Bayesian Neural Network Priors Revisited
This work addresses the problem of improving Bayesian neural network priors for researchers and practitioners, offering incremental enhancements based on empirical weight analysis.
The authors tackled the problem of suboptimal isotropic Gaussian priors in Bayesian neural networks by analyzing weight statistics from SGD-trained networks, finding spatial correlations in CNNs and heavy-tailed distributions in FCNNs. They showed that incorporating these observations into priors improves performance on image classification datasets, with priors mitigating the cold posterior effect in FCNNs but slightly increasing it in ResNets.
Isotropic Gaussian priors are the de facto standard for modern Bayesian neural network inference.
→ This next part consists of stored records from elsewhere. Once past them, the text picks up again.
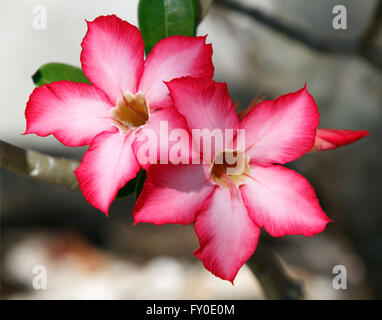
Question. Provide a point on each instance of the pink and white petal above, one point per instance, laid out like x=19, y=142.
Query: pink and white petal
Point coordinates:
x=328, y=139
x=174, y=57
x=206, y=105
x=227, y=235
x=281, y=130
x=105, y=168
x=172, y=194
x=162, y=125
x=73, y=112
x=283, y=202
x=112, y=56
However, it is unclear whether these priors accurately reflect our true beliefs about the weight distributions or give optimal performance. To find better priors, we study summary statistics of neural network weights in networks trained using stochastic gradient descent (SGD). We find that convolutional neural network (CNN) and ResNet weights display strong spatial correlations, while fully connected networks (FCNNs) display heavy-tailed weight distributions. We show that building these observations into priors can lead to improved performance on a variety of image classification datasets. Surprisingly, these priors mitigate the cold posterior effect in FCNNs, but slightly increase the cold posterior effect in ResNets.